Database of art pieces compiled on Internet

Graphic by Carlos Mella

Starting late April, students will be able to access the Internet in one more building on campus- the Lowe Art Museum, in a stride that Brian Dursum, museum director and chief curator, said will “integrate the museum with the rest of campus.”

As part of this effort, Dursum and others on the Lowe staff are uploading a database of more than 18,000 art pieces online in hopes to encourage students and faculty to discover the museum as a useful resource.

“It’s sad when I walk into our storage room and I see thousands of pieces that students can use as resources,” said Kara Schneiderman, assistant director for collections and exhibition services.

The Lowe can only showcase six to eight percent of its entire collection because of space, Schneiderman said. The current in-house database used by the Lowe staff for inventory and curating does not carry much information about pieces previously or frequently shown in the collection. The result is that exhibits tend to repeat pieces and leave out other works that haven’t been viewed.

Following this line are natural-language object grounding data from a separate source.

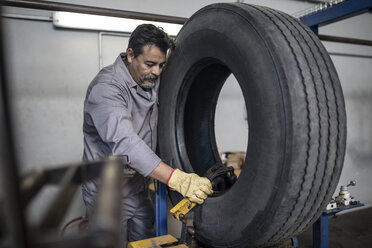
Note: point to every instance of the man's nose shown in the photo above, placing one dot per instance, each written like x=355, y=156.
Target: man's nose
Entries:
x=156, y=70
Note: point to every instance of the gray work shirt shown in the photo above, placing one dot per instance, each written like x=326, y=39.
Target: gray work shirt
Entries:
x=120, y=118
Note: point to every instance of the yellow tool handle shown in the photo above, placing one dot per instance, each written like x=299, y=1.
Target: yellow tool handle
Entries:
x=182, y=208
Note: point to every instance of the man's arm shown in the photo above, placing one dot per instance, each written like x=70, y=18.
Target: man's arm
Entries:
x=162, y=172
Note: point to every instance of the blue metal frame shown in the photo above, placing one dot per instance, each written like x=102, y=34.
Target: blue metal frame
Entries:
x=336, y=13
x=161, y=209
x=320, y=227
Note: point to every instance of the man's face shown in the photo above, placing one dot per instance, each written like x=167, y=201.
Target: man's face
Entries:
x=146, y=67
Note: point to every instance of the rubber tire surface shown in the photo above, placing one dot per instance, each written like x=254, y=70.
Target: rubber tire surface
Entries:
x=296, y=118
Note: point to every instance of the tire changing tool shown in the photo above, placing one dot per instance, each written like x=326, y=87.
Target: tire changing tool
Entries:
x=222, y=178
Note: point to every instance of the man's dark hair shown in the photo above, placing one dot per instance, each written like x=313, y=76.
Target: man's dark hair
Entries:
x=148, y=34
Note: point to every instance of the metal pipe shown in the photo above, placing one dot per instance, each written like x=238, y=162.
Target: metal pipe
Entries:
x=107, y=213
x=345, y=40
x=351, y=55
x=54, y=6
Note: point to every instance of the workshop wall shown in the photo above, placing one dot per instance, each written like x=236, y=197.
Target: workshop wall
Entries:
x=49, y=70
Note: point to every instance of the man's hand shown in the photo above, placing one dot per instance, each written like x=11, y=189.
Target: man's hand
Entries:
x=190, y=185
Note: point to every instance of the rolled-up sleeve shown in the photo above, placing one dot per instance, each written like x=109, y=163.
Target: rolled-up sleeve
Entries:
x=107, y=106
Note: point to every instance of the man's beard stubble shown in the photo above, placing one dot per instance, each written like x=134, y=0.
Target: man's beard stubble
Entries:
x=148, y=82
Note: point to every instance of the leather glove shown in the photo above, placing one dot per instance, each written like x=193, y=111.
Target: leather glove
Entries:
x=190, y=185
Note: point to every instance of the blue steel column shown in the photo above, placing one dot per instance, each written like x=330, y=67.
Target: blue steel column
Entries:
x=161, y=209
x=320, y=232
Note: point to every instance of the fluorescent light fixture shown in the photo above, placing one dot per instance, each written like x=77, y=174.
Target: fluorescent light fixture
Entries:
x=105, y=23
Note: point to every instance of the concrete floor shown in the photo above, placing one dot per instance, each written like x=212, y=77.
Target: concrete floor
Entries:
x=352, y=229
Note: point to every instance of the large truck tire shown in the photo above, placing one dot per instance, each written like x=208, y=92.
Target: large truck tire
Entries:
x=296, y=119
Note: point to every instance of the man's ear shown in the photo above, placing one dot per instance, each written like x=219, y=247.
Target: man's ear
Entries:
x=130, y=55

The new database by Museum System, a collections management software, will allow the Lowe staff to keep a more comprehensive record of data. This will improve the process of keeping inventory and allow for more diversity in curating. Paired with access to the Internet, the database will allow employees to do their jobs more easily.

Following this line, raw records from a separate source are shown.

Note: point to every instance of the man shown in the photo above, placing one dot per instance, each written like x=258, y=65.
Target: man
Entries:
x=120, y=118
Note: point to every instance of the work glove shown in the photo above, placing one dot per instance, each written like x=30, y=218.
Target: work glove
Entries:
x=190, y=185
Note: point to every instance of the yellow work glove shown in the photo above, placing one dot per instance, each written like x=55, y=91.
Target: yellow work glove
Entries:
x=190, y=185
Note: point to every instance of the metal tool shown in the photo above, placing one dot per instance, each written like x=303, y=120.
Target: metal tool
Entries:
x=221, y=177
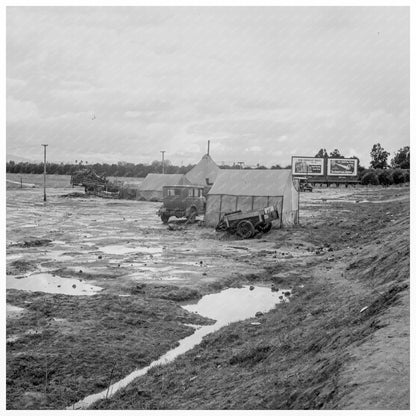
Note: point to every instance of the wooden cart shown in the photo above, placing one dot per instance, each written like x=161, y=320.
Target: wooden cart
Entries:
x=246, y=224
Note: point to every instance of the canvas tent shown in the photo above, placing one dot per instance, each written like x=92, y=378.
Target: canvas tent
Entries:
x=151, y=188
x=249, y=190
x=206, y=169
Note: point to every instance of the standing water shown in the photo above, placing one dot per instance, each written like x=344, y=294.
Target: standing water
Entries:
x=230, y=305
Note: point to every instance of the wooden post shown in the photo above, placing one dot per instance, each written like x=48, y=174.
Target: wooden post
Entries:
x=44, y=171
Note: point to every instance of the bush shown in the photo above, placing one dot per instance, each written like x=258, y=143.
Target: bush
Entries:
x=370, y=178
x=398, y=176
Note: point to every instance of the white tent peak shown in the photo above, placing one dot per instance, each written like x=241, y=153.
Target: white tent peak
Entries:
x=205, y=169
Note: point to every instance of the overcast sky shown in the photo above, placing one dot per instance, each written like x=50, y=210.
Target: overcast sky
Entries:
x=109, y=84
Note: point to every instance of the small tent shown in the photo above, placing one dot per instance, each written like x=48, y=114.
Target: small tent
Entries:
x=151, y=189
x=249, y=190
x=204, y=173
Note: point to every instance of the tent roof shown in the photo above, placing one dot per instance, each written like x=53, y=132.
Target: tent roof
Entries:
x=156, y=181
x=206, y=168
x=252, y=182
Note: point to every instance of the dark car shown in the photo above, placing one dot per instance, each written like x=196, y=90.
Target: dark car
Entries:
x=182, y=201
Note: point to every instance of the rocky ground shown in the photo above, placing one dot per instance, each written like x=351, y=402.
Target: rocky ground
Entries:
x=342, y=342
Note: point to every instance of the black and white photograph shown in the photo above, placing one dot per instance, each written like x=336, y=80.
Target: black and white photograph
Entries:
x=207, y=207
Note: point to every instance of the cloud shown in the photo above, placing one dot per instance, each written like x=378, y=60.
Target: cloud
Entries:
x=277, y=79
x=18, y=110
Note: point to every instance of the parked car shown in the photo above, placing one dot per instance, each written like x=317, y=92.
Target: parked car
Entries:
x=182, y=201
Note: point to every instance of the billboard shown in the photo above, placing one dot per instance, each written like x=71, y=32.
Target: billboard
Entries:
x=342, y=167
x=307, y=166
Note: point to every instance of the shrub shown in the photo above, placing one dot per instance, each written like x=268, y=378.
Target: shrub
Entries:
x=398, y=176
x=370, y=178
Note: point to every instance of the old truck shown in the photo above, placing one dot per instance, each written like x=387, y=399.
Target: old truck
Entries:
x=182, y=201
x=247, y=224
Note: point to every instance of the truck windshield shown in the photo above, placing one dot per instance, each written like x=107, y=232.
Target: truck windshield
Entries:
x=173, y=192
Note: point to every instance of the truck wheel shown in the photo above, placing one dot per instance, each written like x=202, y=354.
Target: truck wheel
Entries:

But for Schneiderman, her top priority is to implement change that will make the Lowe a better resource for students.

“We hope the database will open up our collection as a research tool,” she said.

Museum System has an online component called eMuseum that allows a museum to publish information that can assist students in research online while keeping other data, like owner addresses, confidential. Lowe’s version of eMuseum will be accessible through its Web site by early 2012.

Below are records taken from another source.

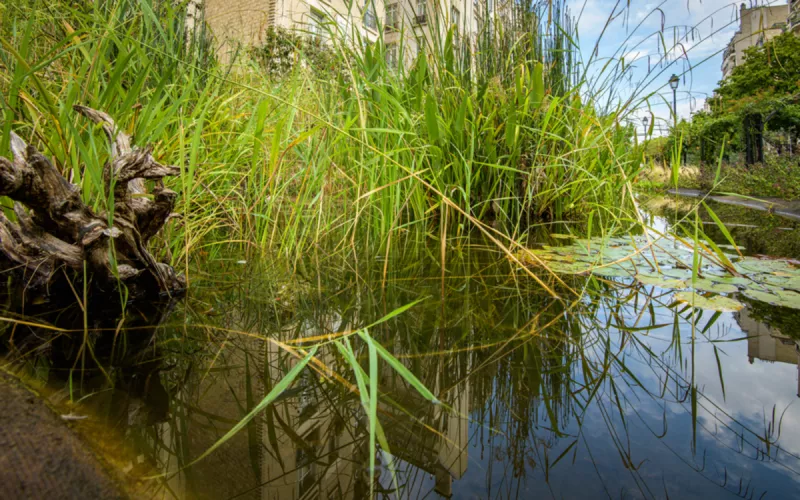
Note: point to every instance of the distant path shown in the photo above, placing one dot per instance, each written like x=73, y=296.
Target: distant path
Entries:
x=784, y=208
x=40, y=456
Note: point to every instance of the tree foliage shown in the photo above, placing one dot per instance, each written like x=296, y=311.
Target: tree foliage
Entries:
x=759, y=103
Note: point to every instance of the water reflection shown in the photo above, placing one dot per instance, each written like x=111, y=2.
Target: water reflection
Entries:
x=620, y=393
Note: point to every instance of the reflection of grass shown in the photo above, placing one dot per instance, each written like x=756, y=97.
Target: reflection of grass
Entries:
x=496, y=351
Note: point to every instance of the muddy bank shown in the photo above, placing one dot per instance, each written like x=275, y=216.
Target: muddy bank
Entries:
x=777, y=206
x=41, y=456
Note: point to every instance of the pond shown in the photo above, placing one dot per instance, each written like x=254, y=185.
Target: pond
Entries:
x=620, y=393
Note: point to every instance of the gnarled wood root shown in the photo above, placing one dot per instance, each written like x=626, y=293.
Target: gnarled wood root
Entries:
x=57, y=236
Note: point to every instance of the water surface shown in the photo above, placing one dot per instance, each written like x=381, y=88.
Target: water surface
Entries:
x=620, y=393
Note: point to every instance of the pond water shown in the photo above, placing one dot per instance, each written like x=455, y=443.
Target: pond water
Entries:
x=621, y=393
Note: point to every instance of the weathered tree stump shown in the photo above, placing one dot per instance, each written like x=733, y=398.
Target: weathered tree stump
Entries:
x=56, y=236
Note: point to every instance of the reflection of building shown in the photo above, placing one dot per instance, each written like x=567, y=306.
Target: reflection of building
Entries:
x=767, y=343
x=312, y=442
x=756, y=26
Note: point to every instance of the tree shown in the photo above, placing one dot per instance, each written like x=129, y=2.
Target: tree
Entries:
x=760, y=99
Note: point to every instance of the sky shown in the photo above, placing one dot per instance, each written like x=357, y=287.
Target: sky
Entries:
x=703, y=28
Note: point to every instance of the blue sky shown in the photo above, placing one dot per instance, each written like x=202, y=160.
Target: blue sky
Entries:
x=714, y=22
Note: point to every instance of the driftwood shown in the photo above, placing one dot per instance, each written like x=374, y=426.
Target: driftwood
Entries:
x=57, y=236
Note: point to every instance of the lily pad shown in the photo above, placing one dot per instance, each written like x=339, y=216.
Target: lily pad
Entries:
x=715, y=303
x=762, y=296
x=612, y=272
x=708, y=285
x=660, y=282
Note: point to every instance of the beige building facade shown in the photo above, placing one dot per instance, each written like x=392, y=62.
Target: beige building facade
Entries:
x=408, y=27
x=756, y=26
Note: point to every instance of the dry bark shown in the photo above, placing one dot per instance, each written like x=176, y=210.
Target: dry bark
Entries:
x=55, y=231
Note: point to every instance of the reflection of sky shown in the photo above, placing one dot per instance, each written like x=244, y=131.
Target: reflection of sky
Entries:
x=665, y=466
x=699, y=59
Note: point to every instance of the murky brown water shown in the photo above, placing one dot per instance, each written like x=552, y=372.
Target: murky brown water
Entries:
x=619, y=394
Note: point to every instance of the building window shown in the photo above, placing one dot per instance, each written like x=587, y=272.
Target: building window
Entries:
x=391, y=55
x=392, y=17
x=421, y=11
x=370, y=17
x=316, y=24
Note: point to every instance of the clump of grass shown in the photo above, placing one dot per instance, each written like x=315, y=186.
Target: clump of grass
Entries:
x=370, y=150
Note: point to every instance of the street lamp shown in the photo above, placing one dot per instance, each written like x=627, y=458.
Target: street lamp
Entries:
x=674, y=80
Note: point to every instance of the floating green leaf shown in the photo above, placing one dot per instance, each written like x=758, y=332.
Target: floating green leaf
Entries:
x=714, y=303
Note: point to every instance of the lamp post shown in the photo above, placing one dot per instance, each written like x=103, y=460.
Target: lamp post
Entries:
x=674, y=80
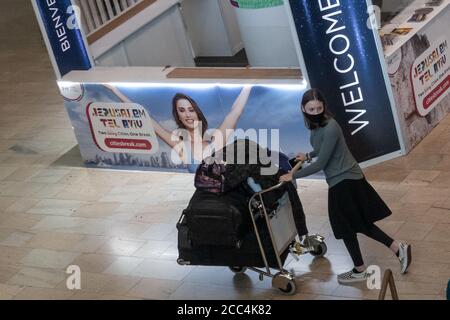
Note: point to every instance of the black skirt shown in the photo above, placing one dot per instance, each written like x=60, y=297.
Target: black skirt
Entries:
x=353, y=207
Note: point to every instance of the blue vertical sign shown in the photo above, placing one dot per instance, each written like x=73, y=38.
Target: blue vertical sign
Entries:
x=65, y=40
x=341, y=57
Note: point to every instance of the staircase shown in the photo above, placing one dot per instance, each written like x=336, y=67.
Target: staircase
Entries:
x=97, y=13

Through eMuseum, students can browse the entire Lowe collection anywhere and at any time, which was not readily accessible to Lowe visitors before. The database will also eliminate the need for students to request to view an object.

“Thank God,” said Schneiderman, who prepared information for nearly 850 requests last year in a process that took several days for each request. “It will be much faster and it will open up information about the artwork at a whole new level.”

Dursum is hopeful that the wireless network will function well together with the database. However, he wants students to understand that connection is not available in the entire museum yet.

“We don’t want to frustrate students that can’t get connection because that is a big turnoff,” he said. The wireless connection will be installed throughout the rest of the museum by May this year.

Areas at the Lowe that are not yet accessible on the Internet are Kress, Matus Hall, Barton, Friends, Ancient American/Pacific Islands and the Palley Wing. According to IT technicians, installation in the remainder of the museum, especially Kress, is more difficult and will “involve locating conduit within the walls,” some of which are constructed of stone.